Um texto pequeno de uma reflexão de uma garota em uma cafeteria.









  Pausa e Imprecisão
 
Havia uma garota em uma cafeteria de um shopping.
Em sua mesa, apenas um café com leite com a fumacinha escapando com suavidade. Também existia alguns papéis almaço e uma caneta, os quais geralmente usava para escrever alguma história. Não sentia muita segurança em levar seu notebook, pois talvez não devesse confiar que alguém não a roubaria.

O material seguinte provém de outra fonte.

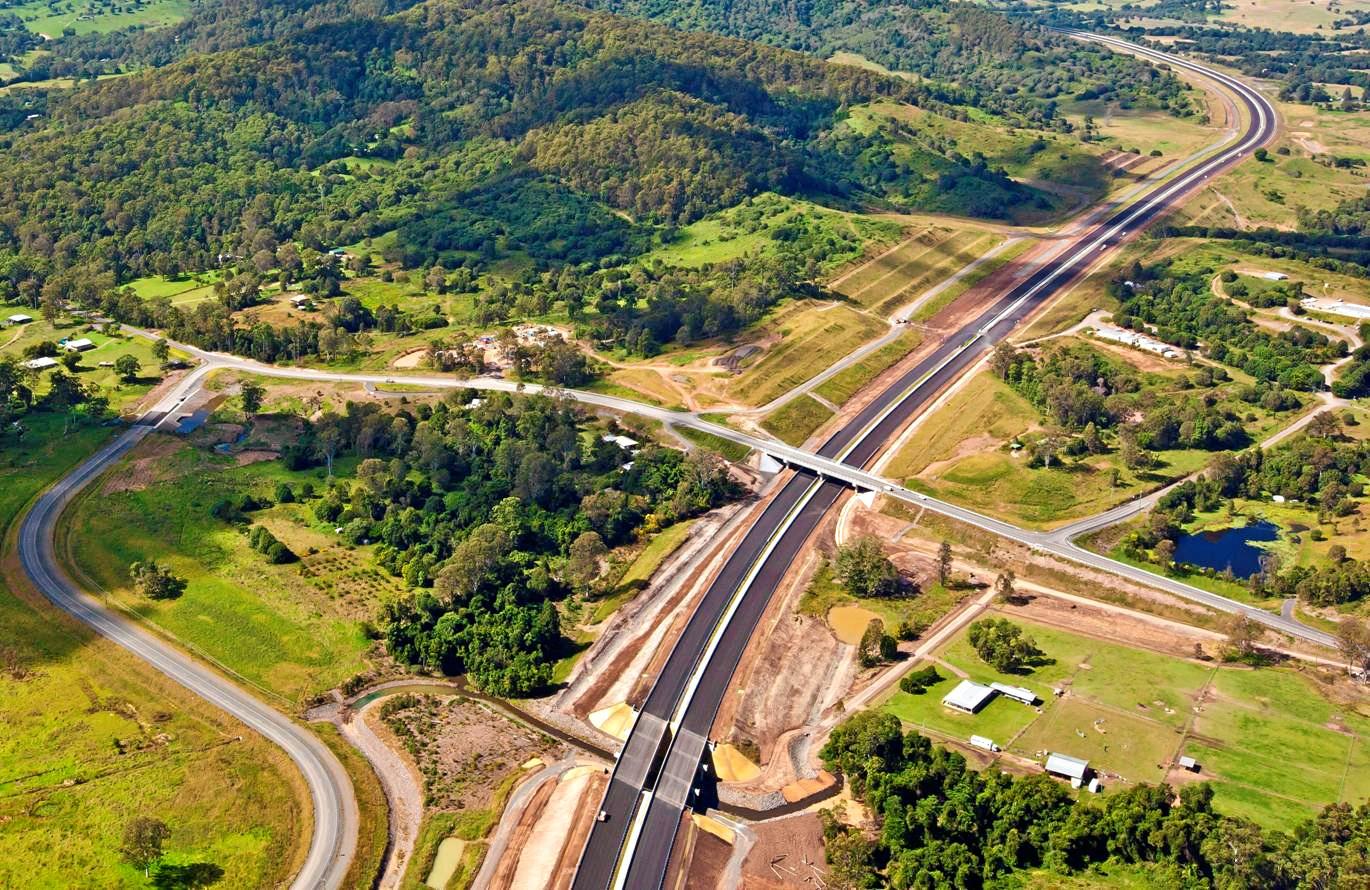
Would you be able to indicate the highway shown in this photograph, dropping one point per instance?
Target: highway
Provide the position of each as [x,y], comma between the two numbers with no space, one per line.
[700,666]
[334,816]
[630,842]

Além do mais, existiam documentos importantes ali dentro, como seus trabalhos da faculdade e outros escritos. Não poderia arriscar que estes desaparecessem.
Também não arriscaria ficar em casa naquele curto tempo de férias. Era silencioso e era bom para digitar algumas coisas, mas algumas vezes os eventos da família faziam uma pressão invisível cair sob seus ombros. Não só de dentro do círculo familiar, como fora também: comentários de outras pessoas que, além dela, também atingiam sua família. Não que fizesse um grande escândalo dessas atividades, como, oh bem, não era assim na sociedade de qualquer país e com toda família? Só que existia aquela urgência de um tempo. Um tempo para ela. Um tempo para pensar... Um para... Paz.
E ali estava, na cafeteria. Já de maior naquele ano, conseguia sair mais livremente de casa sozinha. Algumas vezes, até levava a irmã, no entanto sentiu que era um dia dela com ela mesma. Ao menos algumas horas era apenas o que pedia para o que qualquer fosse a energia que movesse a vida, o tempo e o universo.
Também aproveitou aquele período sentada para escrever. Sabia que existiria esse momento, logo trouxe o papel e a caneta. Achou que precisava de escrever, pois, afinal, era o que a fazia relaxar. Além de uma boa piscina ou ver seus desenhos animados preferidos, é claro. Mas escrever, ao menos imaginava, era o que conseguia fazer de melhor e abusar do potencial que articulou durante anos: não podia ajudar em conseguir avançar o aspecto extrovertido de sua pessoa, por mais que os demais dissessem que não precisasse se preocupar, como ria, gritava e chorava com liberdade.
Porém, acreditava que ainda existia uma última coisa. Algo que era como uma pulga atrás de sua orelha, fazendo-a mover, um tanto estressada, algumas mechas de cabelo. Um formigamento parecia crescer entre seus ombros, o que tentava corrigir, inquieta, mudando suas posições. Esquecendo-se do mundo, pois, naquele instante, seu foco era sua mente: uma piscina bastante funda, descoberta apenas em décimos de seu volume misterioso. Fez-se ouvir a pergunta, uma voz na cabeça, “O que está em falta?”.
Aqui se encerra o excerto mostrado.